Rather than delivering a traditional security message, the campaign takes a playful approach. Digital billboards across the Netherlands displayed familiar McDonald’s product names presented as if they were real passwords. The executions carried a clear point: what is easy to remember is also easy to hack.
Real data behind a humorous idea
The creative concept is built on genuine information from Have I Been Pwned, a widely used platform that allows users to check whether their email addresses or passwords have appeared in leaked databases. Analysis of this data revealed that food-related terms, including McDonald’s classics, are frequently chosen as passwords.
According to the figures, the password “bigmac” alone has been used more than 110,000 times. Other menu-inspired choices such as “frenchfries,” “happymeal,” and “mcnuggets” have also appeared thousands of times in compromised datasets. These statistics formed the backbone of the campaign and gave the idea both credibility and relevance.
By placing these familiar words on outdoor screens as supposed passwords, the brand was able to visualize a common but risky behavior in a simple and memorable way.
Making vulnerability visible
At the heart of the campaign is a basic cybersecurity principle: strong passwords should not be recognizable words. Experts recommend combinations of letters, numbers and symbols that are difficult to guess. Yet many people continue to rely on personal interests, favorite brands or everyday terms when creating login credentials.
Darre van Dijk, chief creative officer at TBWA\NEBOKO, explained the thinking behind the project. “Many people use words that feel close to them as passwords. By putting McDonald’s iconic products out on the street as passwords, we show in a light-hearted way how familiar, and therefore vulnerable, those choices can be,” he said.

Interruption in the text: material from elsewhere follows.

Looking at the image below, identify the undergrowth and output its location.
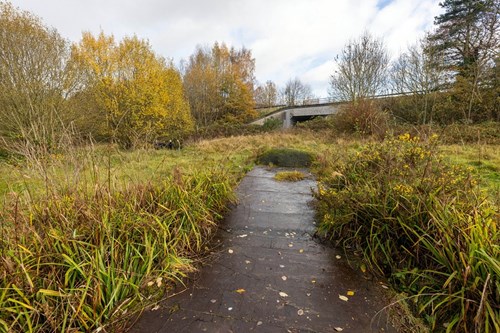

The minimalist design of the billboards reinforced this message. With no heavy explanations or technical jargon, the visuals allowed the insight to speak for itself.
A brand message with public value
For McDonald’s Netherlands, the campaign offered a way to participate in a global awareness moment while staying true to its own identity. Rather than promoting new products or offers, the brand used its cultural presence to encourage safer digital habits.
“Change Your Password Day is a great moment to reflect on digital safety,” said Karin van Prooijen, senior manager marketing at McDonald’s Netherlands. “With this campaign, we use our most recognizable products to encourage people to think differently about their online habits.”
The initiative demonstrates how consumer brands can address serious issues without abandoning their personality or tone.
Reaching audiences across platforms
Although digital billboards were the centerpiece of the activation, the message extended far beyond outdoor advertising. Online video content, social media posts and display banners were also used to amplify the campaign and remind users to reconsider their password choices.
Cybersecurity professionals have long warned that weak and reused passwords remain one of the main causes of data breaches worldwide. By connecting this warning to everyday behavior, McDonald’s and TBWA\NEBOKO managed to translate a technical problem into a relatable cultural moment.
In a landscape where digital threats continue to grow, the campaign delivers a simple takeaway: if your password is as familiar as your favorite meal, it is probably time to change it.